The ‘Lehman Moment’ of 1931

I’ve been reviewing the editor’s proofs of my Depression manuscript (don’t ask) and I suddenly felt a sense of deja vu.  Britain left the gold standard on September 20, 1931 (the crises are always September or October—1929, 1931, 1937, 1987, 1992, 2008, etc).  And then everything started falling apart.

But not right away.  Stocks in the US did fall on September 18-19 as rumors of the devaluation leaked out, but then stocks actually rose modestly over the next few days.  And then the US stock market crashed.

Why?  And why the delay?

Now flash forward to the Lehman failure.  Stocks fall in September 2008 due to Lehman, but nothing disastrous.  Then the stock market collapses in the first 10 days of October, and zig zags much lower up until March 2009.

Why?  And why the delay?

It turns out that the dynamic was very similar on each occasion.  The initial shock in 1931 was worrisome, but not by itself a major factor.  Then a few days after the British left gold a run on the dollar began (fear of devaluation), and massive gold and currency hoarding commenced.  Gold and currency were the dual media of account.  Massive hoarding means a massive increase in demand for gold and cash.  Econ 101 says an increase in the demand for any asset makes that asset more valuable.  But the nominal price of the media of account cannot rise.  So the only way for them to increase in value (in real terms) is for the price level to fall.  And commodity prices did plunge during this period.

In 2008 the Lehman event was worrisome, but not catastrophic.  Then it gradually became apparent in early October that demand for liquidity was soaring.  Even worse it became clear that the world’s major central banks were not willing to cut interest rates sharply enough and/or supply enough liquidity to prevent NGDP expectations from plunging. And despite Bernanke’s insistence that the Fed should never let the US fall into a Japanese-style liquidity trap, we did.  Even worse, the Fed adopted IOR in early October and stock prices crashed.  Then they raised IOR a few weeks later and stock prices crashed again.  Then they raised IOR a few weeks later and stock prices crashed again.

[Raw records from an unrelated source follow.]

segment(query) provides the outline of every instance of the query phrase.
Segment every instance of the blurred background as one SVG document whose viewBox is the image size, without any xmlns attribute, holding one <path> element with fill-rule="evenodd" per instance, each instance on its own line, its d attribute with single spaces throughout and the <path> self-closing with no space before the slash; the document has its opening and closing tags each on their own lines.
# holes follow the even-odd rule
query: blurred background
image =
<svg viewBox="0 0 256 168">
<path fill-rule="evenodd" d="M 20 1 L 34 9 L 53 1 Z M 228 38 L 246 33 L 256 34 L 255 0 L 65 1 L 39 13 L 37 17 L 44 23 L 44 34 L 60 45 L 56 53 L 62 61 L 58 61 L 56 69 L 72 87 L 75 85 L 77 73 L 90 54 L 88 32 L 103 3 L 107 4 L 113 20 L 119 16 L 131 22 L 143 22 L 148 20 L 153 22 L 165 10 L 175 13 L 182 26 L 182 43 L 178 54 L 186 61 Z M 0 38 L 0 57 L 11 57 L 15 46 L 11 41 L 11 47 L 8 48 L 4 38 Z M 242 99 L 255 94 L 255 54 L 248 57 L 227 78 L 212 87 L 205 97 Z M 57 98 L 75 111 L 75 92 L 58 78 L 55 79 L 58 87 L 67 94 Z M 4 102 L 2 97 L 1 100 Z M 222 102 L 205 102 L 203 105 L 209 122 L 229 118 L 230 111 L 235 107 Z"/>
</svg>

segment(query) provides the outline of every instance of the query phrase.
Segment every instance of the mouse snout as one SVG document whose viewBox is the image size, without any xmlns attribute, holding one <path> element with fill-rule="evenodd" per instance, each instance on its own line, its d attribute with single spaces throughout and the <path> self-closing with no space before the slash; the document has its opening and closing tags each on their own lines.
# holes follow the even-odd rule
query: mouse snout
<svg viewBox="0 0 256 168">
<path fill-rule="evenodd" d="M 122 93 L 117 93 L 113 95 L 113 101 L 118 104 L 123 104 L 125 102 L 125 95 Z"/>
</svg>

In both cases the delayed stock crashes and severe output declines and severe financial distress all had the same cause—falling AD caused by bad monetary policy.  The 1931 event was actually slightly more excusable—the gold standard was a constraint on policymakers.  Fiat money banks have no excuse at all. Especially fiat money central banks that continued to raise and lower interest rates over the next few years, and hence were able to avoid the zero bound trap.  I.e. the ECB.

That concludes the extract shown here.